The Most Important Thing to Keep in Mind When Starting Your Internship

Posted on Wednesday, Jan 30, 2019

When you’re working in an office full of legislative geniuses (two of my staffers went to ivy league schools for crying out loud!!), it’s easy to feel incompetent. Every single person in the office has a well thought out opinion on practically any political issue you could possibly think of.

From the first day, I felt as though I was frantically treading water to keep my head above the sea of information being thrown at me. I was intimidated, to say the least. As I began working on small projects, most of which included reading a small piece of legislation or an article and analyzing it, I began to realize how much I was learning, as well as how much I still had to learn. However, it wasn’t until an after business hours chat with one of my co-workers that I had a very important revelation; all of these people are so well-informed because it is their job. While another intern and I got the low down on all of our staffers and how the office functions, it became clear that none of these people came here as the all-knowing political prodigies that I perceived them to be. They acquired their knowledge through projects at work, just like I had been doing.

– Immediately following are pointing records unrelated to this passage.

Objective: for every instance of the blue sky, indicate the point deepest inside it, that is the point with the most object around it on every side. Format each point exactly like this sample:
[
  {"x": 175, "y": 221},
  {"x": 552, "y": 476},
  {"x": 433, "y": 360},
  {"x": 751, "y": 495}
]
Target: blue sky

In the past two weeks, I’ve learned more than I would have ever guessed, and I can only imagine all I will have gained by the time my internship concludes in May. These people have been adding to their collection of mental archives far longer than I have. As an intern, no one expects you to have as broad of a knowledge base as the legislative assistant who graduated from Princeton and has been working on the hill for years.

In retrospect, my advice would be to always remember the main purpose of an internship is to LEARN. It’s natural to be intimidated as a new comer to any professional setting. However, the chance to be surrounded by people who are practically experts on your field of interest is a rare one, so take advantage of it! Holding back on asking questions at the risk of seeming incompetent is the greatest injustice you could do to those who have given you this opportunity.